Publicado em 19 de outubro de 2016 às 20h03.

Última atualização em 22 de junho de 2017 às 18h06.

David Cohen

O sucesso da startup Snapchat parecia destinado a ser tão efêmero quanto o serviço que ela presta — fotos, vídeos e mensagens que se auto-destroem depois de algum tempo. Os problemas que alguns analistas apontavam pareciam ser intransponíveis: uma base de assinantes pequena e formada majoritariamente por um público sem dinheiro (a garotada abaixo dos 20 anos), a quase completa ausência de receita e um produto que, se algum dia fizesse sucesso comercial, poderia ser facilmente copiado tanto pelas redes sociais já estabelecidas quanto por novos concorrentes.

A imagem agora é tão diferente que pouca gente duvida que a empresa seja capaz de atingir um valor de mercado entre 20 e 25 bilhões de dólares na abertura de capital anunciada na semana passada e prevista para acontecer por volta de março do ano que vem.
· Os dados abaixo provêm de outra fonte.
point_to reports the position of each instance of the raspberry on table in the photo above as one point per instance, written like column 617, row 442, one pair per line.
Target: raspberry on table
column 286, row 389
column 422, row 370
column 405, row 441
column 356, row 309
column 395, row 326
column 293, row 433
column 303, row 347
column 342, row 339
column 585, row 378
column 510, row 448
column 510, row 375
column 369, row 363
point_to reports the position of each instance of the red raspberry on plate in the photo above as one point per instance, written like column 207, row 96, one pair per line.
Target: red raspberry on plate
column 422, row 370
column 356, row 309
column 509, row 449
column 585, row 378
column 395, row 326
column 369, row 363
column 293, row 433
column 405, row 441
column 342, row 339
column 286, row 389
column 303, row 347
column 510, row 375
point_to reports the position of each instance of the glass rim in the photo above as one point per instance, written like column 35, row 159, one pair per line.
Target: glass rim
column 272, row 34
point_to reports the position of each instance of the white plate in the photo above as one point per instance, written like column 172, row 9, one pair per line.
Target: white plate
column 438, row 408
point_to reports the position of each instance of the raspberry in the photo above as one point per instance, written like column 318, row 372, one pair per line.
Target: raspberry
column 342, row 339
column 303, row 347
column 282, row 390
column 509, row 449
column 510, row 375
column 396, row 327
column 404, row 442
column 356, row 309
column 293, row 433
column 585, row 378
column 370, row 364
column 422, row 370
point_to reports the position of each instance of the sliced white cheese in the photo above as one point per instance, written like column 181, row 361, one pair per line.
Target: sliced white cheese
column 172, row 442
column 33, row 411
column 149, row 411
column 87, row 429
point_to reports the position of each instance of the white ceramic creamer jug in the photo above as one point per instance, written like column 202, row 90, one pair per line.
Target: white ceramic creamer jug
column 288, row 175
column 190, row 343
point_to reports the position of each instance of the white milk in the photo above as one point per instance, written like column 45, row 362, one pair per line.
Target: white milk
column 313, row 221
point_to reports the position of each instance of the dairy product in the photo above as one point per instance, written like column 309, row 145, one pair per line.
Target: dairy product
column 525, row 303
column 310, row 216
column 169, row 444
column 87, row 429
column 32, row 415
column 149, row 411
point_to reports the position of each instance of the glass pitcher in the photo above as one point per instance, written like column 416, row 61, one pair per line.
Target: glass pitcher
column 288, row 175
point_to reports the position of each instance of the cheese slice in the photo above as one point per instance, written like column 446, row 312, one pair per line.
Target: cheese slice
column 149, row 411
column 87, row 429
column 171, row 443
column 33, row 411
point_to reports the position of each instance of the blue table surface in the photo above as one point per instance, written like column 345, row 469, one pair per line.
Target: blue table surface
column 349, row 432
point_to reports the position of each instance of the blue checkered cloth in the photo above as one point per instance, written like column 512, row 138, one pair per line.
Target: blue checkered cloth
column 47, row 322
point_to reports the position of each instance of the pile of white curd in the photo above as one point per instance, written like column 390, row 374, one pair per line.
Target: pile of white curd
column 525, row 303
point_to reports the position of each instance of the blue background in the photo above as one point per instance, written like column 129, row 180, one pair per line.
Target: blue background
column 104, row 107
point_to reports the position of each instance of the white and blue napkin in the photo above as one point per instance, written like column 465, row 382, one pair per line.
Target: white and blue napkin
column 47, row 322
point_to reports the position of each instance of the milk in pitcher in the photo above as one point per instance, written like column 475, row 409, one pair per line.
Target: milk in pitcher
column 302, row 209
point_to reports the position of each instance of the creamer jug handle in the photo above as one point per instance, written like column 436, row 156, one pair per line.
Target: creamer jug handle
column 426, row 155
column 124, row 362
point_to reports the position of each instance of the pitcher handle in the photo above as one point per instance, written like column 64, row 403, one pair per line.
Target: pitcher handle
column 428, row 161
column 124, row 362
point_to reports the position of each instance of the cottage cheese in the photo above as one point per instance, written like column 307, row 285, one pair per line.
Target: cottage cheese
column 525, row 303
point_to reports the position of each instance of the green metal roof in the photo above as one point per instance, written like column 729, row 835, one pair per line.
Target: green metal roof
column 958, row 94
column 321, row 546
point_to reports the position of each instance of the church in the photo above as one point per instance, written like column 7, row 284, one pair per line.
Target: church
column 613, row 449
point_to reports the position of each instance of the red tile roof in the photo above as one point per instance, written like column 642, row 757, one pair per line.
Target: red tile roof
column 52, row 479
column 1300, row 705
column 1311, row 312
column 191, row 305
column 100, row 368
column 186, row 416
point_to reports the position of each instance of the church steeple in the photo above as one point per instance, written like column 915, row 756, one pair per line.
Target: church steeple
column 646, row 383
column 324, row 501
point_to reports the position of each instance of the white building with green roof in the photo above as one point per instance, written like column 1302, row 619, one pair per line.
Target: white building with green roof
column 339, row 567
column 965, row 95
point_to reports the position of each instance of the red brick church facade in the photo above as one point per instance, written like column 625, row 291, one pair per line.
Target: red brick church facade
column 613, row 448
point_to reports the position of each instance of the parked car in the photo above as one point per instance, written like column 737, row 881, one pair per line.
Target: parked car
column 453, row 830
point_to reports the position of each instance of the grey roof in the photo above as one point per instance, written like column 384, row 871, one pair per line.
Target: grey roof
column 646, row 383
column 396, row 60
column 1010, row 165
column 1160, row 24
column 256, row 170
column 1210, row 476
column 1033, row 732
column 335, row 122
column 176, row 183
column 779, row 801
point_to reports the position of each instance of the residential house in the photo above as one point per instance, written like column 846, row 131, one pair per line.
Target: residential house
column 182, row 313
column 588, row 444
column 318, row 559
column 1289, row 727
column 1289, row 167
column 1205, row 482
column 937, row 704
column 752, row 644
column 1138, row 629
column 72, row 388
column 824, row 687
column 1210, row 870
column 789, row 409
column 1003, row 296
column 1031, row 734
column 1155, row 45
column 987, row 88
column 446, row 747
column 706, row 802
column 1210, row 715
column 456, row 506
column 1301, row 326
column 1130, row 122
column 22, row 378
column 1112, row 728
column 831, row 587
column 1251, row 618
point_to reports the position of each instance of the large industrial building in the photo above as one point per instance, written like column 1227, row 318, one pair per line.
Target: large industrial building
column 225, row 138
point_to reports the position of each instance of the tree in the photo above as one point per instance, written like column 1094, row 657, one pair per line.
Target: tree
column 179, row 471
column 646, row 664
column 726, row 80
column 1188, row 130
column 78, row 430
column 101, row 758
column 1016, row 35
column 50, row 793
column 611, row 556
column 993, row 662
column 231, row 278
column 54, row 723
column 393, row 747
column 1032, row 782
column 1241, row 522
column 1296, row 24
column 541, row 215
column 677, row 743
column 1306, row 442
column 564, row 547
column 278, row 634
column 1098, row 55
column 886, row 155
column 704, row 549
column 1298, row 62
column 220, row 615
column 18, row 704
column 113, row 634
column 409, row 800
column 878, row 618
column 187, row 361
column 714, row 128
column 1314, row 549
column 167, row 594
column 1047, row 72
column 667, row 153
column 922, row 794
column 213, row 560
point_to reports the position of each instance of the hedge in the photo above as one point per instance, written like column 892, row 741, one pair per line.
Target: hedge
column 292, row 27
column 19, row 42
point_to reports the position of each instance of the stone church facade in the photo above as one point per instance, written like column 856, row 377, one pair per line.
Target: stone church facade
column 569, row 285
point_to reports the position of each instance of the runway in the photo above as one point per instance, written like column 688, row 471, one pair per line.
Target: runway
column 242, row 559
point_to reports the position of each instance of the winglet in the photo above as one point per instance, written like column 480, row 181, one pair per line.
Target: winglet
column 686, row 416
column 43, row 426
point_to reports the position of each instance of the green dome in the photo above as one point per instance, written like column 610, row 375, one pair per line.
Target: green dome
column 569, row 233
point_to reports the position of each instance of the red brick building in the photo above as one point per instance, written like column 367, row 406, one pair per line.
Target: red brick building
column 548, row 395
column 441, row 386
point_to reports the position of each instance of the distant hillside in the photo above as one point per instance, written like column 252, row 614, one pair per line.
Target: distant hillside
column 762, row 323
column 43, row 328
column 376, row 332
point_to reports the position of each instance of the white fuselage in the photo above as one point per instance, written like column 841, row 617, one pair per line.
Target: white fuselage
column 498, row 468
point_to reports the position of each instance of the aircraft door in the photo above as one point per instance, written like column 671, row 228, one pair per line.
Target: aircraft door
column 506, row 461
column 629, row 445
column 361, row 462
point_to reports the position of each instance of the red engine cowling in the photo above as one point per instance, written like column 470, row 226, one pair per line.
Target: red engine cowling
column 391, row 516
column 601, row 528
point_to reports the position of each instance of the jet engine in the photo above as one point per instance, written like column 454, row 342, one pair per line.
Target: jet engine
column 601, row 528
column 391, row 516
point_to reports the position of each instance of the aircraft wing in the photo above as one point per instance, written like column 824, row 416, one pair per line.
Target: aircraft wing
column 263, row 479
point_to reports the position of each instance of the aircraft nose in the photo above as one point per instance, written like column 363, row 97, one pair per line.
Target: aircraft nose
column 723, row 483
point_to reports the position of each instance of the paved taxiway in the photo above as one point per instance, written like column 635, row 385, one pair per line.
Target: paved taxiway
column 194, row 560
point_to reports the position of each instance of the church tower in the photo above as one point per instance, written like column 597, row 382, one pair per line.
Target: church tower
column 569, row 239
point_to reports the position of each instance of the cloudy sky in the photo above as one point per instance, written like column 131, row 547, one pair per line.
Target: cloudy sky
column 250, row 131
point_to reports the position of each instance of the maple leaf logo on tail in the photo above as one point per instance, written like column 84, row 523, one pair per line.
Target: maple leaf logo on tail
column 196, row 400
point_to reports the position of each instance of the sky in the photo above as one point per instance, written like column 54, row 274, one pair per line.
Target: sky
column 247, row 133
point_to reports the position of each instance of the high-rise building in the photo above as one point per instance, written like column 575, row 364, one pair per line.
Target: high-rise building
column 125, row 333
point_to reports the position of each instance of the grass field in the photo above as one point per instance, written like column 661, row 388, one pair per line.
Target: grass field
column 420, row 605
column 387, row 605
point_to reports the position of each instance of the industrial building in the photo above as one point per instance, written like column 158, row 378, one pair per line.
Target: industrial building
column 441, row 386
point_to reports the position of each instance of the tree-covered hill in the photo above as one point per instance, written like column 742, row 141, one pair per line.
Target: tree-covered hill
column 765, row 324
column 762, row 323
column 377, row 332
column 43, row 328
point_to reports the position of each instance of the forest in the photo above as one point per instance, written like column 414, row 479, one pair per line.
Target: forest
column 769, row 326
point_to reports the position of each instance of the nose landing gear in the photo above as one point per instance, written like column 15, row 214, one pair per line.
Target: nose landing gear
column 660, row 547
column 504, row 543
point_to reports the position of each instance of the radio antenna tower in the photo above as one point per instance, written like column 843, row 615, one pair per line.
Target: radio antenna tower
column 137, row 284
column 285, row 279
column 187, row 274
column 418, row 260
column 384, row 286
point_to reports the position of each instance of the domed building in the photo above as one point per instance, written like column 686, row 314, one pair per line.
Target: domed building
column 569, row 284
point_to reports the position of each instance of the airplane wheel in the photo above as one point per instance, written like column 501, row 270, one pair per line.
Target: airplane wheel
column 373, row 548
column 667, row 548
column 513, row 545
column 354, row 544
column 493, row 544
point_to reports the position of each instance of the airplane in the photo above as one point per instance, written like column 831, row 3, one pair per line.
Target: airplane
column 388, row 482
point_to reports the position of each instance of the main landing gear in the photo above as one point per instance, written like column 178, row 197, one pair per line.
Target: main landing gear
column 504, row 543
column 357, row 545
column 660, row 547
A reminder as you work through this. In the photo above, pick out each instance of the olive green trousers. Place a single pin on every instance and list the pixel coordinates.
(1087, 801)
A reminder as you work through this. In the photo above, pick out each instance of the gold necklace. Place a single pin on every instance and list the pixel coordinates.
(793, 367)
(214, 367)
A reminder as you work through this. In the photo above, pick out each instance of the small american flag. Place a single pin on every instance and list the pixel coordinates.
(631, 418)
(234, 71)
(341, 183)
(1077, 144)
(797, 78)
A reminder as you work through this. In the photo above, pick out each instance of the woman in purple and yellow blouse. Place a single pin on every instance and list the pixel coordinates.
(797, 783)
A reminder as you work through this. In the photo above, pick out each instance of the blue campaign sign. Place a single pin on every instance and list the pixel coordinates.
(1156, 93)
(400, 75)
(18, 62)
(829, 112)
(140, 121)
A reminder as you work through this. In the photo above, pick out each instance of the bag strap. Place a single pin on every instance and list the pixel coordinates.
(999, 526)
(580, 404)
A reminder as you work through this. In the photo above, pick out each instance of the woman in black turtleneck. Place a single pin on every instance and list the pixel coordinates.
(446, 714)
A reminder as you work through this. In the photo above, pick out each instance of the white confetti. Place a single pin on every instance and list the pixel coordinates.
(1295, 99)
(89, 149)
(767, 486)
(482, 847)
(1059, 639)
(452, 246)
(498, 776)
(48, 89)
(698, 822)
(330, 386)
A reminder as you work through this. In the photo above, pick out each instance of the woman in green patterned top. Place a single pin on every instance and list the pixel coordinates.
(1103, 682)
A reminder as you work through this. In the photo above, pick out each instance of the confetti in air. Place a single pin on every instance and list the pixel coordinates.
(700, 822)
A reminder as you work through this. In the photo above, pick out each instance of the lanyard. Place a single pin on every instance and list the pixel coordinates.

Há quem diga que o Snapchat representa uma séria ameaça ao Facebook, ao Twitter, ao YouTube e até às redes de televisão.

O sucesso do IPO (iniciais de oferta pública inicial, em inglês) do Snapchat pode inclusive sinalizar o fim da seca de aberturas de capital nos Estados Unidos com a estreia em bolsa mais valiosa desde 2014, quando o site de compras chinês Alibaba atingiu a estrondosa cifra de 168 bilhões de dólares.

O que mudou tanto, em tão pouco tempo? Pouca coisa, e ao mesmo tempo quase tudo. Primeiro, o dinheiro: a companhia anunciou este ano que prevê faturar entre 250 e 350 milhões de dólares em 2016, e 1 bilhão de dólares no ano que vem. (De acordo com fontes do jornal The Wall Street Journal, o faturamento deste ano caminha para superar a estimativa mais otimista.) Para 2018, a consultoria eMarketer prevê que a receita chegue a 1,76 bilhão de dólares. É um salto e tanto em relação aos 60 milhões de dólares de 2015.

Mesmo assim, isso não significa que a empresa seja lucrativa – ela ainda está em fase de aposta no crescimento. O faturamento previsto para daqui a dois anos, mais de cinco vezes o atual, ainda representaria menos de 1% do mercado de publicidade digital no mundo, calculado em 185 bilhões de dólares. O Snapchat estaria atrás de outras 12 companhias.

O momento, porém, é de euforia: o Snapchat está bem posicionado para capturar anúncios em vídeo, a parcela de publicidade online que mais cresce no mundo.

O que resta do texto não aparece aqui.